Mercedes-Benz is exploring this turf with a research vehicle that drove German roads from Mannheim to Pforzheim by itself, through highways and urban congestion, a couple of years ago. The company is also, through a concept car called the F 015, trying to figure out how driverless cars change vehicle design, with safety seen as a game-changing upgrade as we move from humans to automated travel. Google, in turn, is working hard on an autonomous car that has proved functional but lacks the design cachet of anything by Mercedes.
Another key factor in the auto industry, especially as we look forward just a few years, is the improving quality of the electric car, which seems to go hand-in-glove with current autonomous vehicle thinking. Tesla’s Elon Musk recently announced a software upgrade to the Tesla line, all electric, that will ensure you don’t run out of power before you can find the next charging station. Musk also dropped the fact that a summer upgrade will offer an “autopilot” mode which, though short on details, seems to offer full vehicle autonomy.
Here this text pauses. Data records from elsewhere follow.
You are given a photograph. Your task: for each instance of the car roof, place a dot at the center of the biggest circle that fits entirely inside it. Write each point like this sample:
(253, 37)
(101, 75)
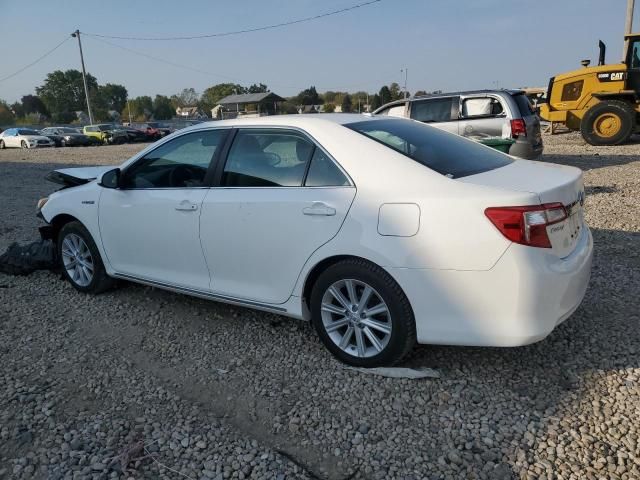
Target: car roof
(295, 120)
(452, 94)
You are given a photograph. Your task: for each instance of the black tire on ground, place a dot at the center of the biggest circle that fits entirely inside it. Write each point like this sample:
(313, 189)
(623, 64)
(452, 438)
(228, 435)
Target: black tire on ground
(616, 116)
(403, 332)
(100, 281)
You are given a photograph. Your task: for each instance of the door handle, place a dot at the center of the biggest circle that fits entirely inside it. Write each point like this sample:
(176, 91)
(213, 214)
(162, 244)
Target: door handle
(186, 206)
(320, 209)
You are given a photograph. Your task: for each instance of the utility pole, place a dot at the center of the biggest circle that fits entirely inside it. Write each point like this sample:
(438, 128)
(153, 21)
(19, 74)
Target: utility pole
(628, 25)
(76, 34)
(405, 70)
We should expect limitations on the Tesla software – it’s hard to see it being extended to urban settings before a thorough vetting on highways, where the issues are much less complex. It’s easy enough today to buy a car that has some form of self-parking technology. It now appears that a variety of autonomous options will be coming to showrooms near you within the next few years. It will be fascinating to see whether one of these is an Apple.
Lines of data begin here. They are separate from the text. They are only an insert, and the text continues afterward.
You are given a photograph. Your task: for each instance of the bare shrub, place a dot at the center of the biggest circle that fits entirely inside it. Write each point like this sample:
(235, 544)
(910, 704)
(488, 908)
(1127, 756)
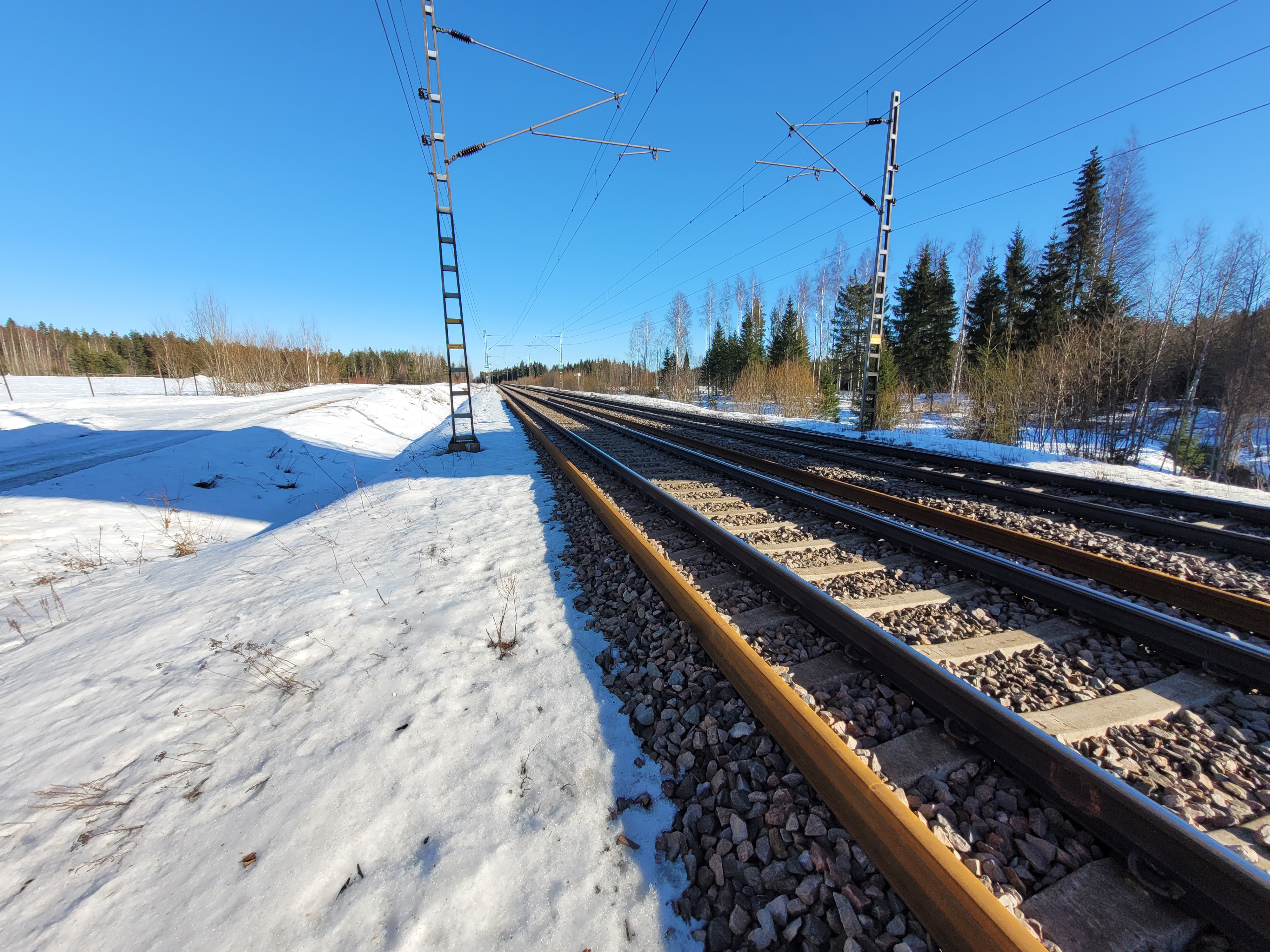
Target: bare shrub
(750, 392)
(90, 799)
(794, 389)
(500, 639)
(998, 398)
(265, 667)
I imagine all of this will be broken in gradually as people begin to accustom themselves to the idea, and early adopters will doubtless still have complete freedom to drive as we have been driving, steering wheel and all. But if autonomous cars continue to prove themselves safe (and we’ve learned a lot from Google’s experiments that point in that direction), then what’s ahead for this industry may just be a serious and long overdue reduction in accident rates. The range of innovation ahead as this trend accelerates is going to be game changing.